We believe that the scope of application of the guidelines should also include a clear reference to the communication between competent authorities and auditors collectively in line with Article 12(2) of Regulation (EU) No 537/2014 on specific requirements regarding statutory audit of public-interest entities (PIEs) and as stated under Principle 7 in section 4.3 of the Consultation Paper.
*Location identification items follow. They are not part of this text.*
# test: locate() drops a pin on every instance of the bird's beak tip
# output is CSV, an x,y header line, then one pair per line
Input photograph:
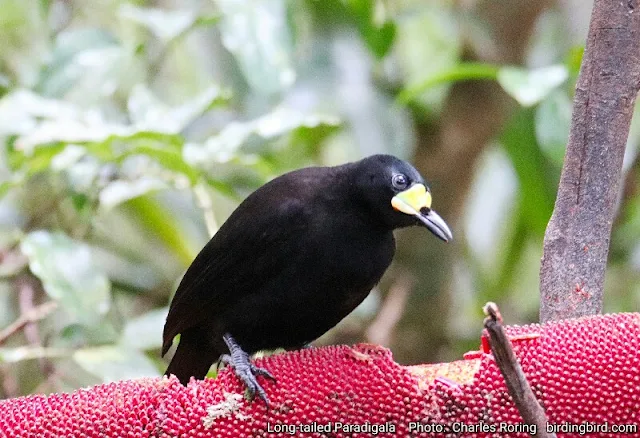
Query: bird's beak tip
x,y
434,223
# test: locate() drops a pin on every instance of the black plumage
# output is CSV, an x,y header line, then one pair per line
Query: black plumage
x,y
297,256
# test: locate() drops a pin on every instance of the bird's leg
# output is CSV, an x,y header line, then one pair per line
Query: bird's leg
x,y
244,369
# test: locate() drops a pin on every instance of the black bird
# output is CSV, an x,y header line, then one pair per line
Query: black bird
x,y
296,257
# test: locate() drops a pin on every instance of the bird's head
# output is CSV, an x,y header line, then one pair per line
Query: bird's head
x,y
397,193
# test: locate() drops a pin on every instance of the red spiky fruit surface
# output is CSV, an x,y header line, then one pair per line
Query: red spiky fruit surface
x,y
585,372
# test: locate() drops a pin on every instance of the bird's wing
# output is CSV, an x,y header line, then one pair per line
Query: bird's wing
x,y
257,242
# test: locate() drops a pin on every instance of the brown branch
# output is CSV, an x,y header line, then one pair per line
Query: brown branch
x,y
576,242
519,389
35,314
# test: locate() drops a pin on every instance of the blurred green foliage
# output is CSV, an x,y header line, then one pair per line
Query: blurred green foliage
x,y
131,129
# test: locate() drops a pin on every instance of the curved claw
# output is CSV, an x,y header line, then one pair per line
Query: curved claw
x,y
245,370
257,371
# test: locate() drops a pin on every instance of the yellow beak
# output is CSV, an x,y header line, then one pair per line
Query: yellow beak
x,y
412,200
416,201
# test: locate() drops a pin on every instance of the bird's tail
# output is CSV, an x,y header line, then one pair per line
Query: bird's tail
x,y
193,357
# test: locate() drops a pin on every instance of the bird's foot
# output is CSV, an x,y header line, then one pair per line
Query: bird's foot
x,y
246,371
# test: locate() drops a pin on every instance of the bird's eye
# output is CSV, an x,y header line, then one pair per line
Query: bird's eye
x,y
400,181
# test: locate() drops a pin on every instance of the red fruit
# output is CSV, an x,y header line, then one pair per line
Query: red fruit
x,y
585,372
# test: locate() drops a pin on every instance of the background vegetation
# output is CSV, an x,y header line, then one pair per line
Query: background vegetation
x,y
131,129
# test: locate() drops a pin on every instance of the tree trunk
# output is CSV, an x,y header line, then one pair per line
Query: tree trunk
x,y
576,242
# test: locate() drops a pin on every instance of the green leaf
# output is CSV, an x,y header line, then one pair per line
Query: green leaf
x,y
164,24
149,113
461,72
256,32
27,352
144,332
553,121
113,362
80,54
428,43
21,111
168,158
377,34
225,146
117,192
529,87
68,275
162,225
537,194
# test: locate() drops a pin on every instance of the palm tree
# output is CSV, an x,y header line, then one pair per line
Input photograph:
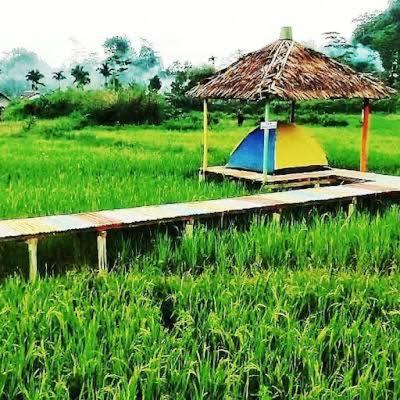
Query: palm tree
x,y
34,76
106,71
59,76
81,77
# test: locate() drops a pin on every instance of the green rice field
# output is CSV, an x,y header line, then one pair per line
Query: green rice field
x,y
305,309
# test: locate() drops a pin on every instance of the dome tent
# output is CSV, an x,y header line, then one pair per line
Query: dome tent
x,y
290,148
287,70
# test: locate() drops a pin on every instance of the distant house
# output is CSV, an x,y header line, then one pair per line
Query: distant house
x,y
4,101
30,95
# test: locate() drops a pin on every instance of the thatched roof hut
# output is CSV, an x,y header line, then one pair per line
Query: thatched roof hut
x,y
288,70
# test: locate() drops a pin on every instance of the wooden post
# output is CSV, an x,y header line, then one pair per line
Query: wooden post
x,y
102,250
352,206
266,141
364,136
32,250
292,112
205,139
189,227
276,217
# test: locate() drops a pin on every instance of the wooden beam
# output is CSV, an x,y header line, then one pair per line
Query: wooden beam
x,y
205,138
32,250
352,206
364,136
102,250
189,228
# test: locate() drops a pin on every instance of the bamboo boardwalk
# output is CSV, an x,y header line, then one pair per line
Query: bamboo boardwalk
x,y
366,185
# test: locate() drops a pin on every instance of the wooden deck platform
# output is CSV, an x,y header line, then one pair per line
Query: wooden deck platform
x,y
367,185
328,176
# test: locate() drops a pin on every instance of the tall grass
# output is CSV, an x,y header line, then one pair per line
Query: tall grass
x,y
305,309
276,335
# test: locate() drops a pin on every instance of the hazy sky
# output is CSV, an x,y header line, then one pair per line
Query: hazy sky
x,y
178,29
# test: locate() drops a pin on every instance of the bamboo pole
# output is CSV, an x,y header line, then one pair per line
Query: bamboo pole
x,y
205,138
32,250
292,112
266,141
364,136
102,250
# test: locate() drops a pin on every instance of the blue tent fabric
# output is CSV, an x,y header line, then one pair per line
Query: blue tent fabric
x,y
248,155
With particular reference to communication related to a credit institution, in which institution-specific information should be provided, at the individual or consolidated level, to the competent authority by the auditor or the group auditor, further guidelines – other than the one provided in paragraph 19 in section 4.1 of the Consultation Paper – are required in order to clarify how to ensure that sharing of information did not constitute a breach of any confidentiality obligation of the auditor, as stated in Article 12(3) of the Audit Regulation for the statutory audit of PIEs.
We recommend and support the approach to develop in local jurisdictions specific guidance so that terms, nature and scope of the communication are clear both to the supervisor and external auditor. In this context we also believe that appropriate communication protocols should be secured, addressing matters like confidentiality of information
Yes, we consider that date appropriate.
In general terms we consider the general framework of the communication appropriate; particularly, mutual understanding and building trust between the parties, without discharging respective responsibilities, will be key to open and constructive communication. More detailed guidelines how to cultivate them should be useful.
We note that Paragraph 15 refers to adequate processes that competent authorities and auditors should establish in order to build and ensure effective communication; also, the Consultation Paper defines “in-depth communication” – to be exercised with auditors of G-SIIs and O-SIIs – as “communication held on a more regular, formalized and documented basis” (paragraph 11 in section 2.4). We do not think that documentation of communication and meetings should necessarily be a key component of an effective sharing of information between competent authorities and auditors and that constructive dialogue often occurs in meetings which are neither formal nor documented. In accordance with International Standards on Auditing (and equivalent local auditing standards), auditors are required to express an opinion on the financial statements as a whole and, therefore, reports and/or documentation prepared by the auditor ad hoc or before the close of the financial statements could be a source of misunderstanding
We therefore suggest a drafting change of wording. Alternatively, more detailed guidance should be provided about how a formal documentation process should take place.
We agree with the proportionality approach proposed in paragraph 21 at section 4.1 and reiterated in subsequent paragraphs 22 and 23 referring to “in-depth communication” to be exercised with auditors of G-SIIs and O-SIIs given the risks those credit institutions pose to financial stability and with auditor of any credit institutions in case of “ad hoc” or emerging issues. Consistently, in the flow of information from competent authorities to auditors, in the context of an effective “two-way” communication, it should always be made clear to the auditors which credit institutions are considered as posing, at a domestic or global level, a systemic risk or are considered institutions where a greater supervisory effort is needed and applied.
We consider the areas and matters identified at section 4.2.1 as appropriates areas and matters of discussion and sharing of information, but in order to avoid any ambiguous interpretation we recommend to made clearer in the guidelines that auditors should not be obliged to provide competent authorities written materials on them or to ensure access to related detailed working papers.
In Italy all credit institutions are considered PIEs (Public Interest Entities) by law with application of auditors’ quality control policies and rules applicable to listed entities, including access to the auditor’s working papers by the audit oversight body. Working papers could not be usually at disposal of banking supervisor.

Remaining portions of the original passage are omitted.